This chapter contains reference information for the theoretical models that the Analytical Engine uses.
This chapter covers the following topics:
Note: Oracle provides two different modes for the Analytical Engine:
In PE mode, the engine is suitable for use with Promotion Effectiveness.
In DP mode, the engine is suitable for use in demand planning applications.
For each model, this chapter indicates which engine modes that model can be used with.
You use the Business Modeler to apply the following flags to the causal factors; see "Configuring Global and Local Causal Factors" and "Configuring Promotional Causal Factors":
Flag* | Meaning |
---|---|
short | For use by the short models (BWINT, IREGR, LOGREGR, LOGISTIC, and REGR). These models use all causal factors that they are given. |
long | For use by the long models (ARLOGISTIC, CMREGR, ELOG, ICMREGR, and MRIDGE). These models examine all the causal factors they are given, but choose the ones that give the best results. |
non-seasonal | For use by the non -seasonal models (ARIX and ARX). The only causal factors that should be flagged as non-seasonal are ones that are not a predictable function of time. For example, price varies with time, but randomly, so price should be flagged as non-seasonal. |
multiplicative group 1 | For use only by the DMULT model. If you are using this model, each causal factor should use one of these flags. See "DMULT". |
multiplicative group 2 | |
*Name of flag as displayed in the Causal Factors screen or in the Promotional Causal Factors screen. |
Models not listed here use other mechanisms to choose their causal factors or do not use causal factors at all.

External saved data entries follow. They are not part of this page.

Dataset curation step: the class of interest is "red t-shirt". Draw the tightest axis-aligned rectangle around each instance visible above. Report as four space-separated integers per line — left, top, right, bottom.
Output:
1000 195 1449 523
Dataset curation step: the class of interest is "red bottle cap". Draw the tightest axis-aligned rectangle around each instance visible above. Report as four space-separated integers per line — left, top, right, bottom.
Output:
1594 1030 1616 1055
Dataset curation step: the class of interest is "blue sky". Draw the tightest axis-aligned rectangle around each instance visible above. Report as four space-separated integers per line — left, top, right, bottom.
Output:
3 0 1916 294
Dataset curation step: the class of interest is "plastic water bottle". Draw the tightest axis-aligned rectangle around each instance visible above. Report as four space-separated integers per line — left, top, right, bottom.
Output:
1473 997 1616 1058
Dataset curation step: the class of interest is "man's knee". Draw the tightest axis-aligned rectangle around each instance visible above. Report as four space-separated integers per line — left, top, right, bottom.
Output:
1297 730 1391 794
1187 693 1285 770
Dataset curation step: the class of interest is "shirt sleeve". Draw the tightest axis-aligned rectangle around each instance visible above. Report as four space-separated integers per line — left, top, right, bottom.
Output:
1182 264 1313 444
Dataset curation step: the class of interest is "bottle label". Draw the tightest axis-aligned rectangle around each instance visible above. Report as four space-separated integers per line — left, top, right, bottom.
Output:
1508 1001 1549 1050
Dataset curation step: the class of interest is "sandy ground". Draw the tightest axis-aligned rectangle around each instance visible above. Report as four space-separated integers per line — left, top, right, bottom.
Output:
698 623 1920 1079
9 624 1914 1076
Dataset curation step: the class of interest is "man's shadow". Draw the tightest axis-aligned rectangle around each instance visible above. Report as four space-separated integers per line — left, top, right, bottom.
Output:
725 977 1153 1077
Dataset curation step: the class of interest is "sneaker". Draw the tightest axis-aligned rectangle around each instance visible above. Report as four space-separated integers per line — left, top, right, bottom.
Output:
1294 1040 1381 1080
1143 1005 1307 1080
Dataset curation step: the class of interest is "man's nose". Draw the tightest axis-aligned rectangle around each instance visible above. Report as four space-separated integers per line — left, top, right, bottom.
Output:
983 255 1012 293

ARIX includes integrated auto-regression terms at lag 1 and an unknown seasonal lag k, and linear causal factors.
The value of k is chosen from set of possible seasonal indexes to produce the best fit. Causal factors include the constant and events (without seasonal causal factors and without time).
Availability
ARIX can be used with the following engine modes:
Engine Mode | Supported? |
---|---|
PE mode | Yes* |
DP mode | Yes |
*The ARIX model is never used on promotional nodes. See "Summary of the Forecasting Process". |
Causal Factors Used by This Model
ARIX uses the non-seasonal causal factors; see "Flags on Causal Factors".
Parameters Used by This Model
The ARIX parameters also apply to the ARX model.
ARLOGISTIC is an extension of the LOGISTIC model and includes auto-regression and logistic regression terms.
Availability
ARLOGISTIC can be used with the following engine modes:
Engine Mode | Supported? |
---|---|
PE mode | No (disable model if using this mode) |
DP mode | Yes |
Causal Factors Used by This Model
ARLOGISTIC uses the long causal factors; see "Flags on Causal Factors".
Parameters Used by This Model
ARLOGISTIC uses the same parameters as LOGISTIC; see "Parameters Used by This Model".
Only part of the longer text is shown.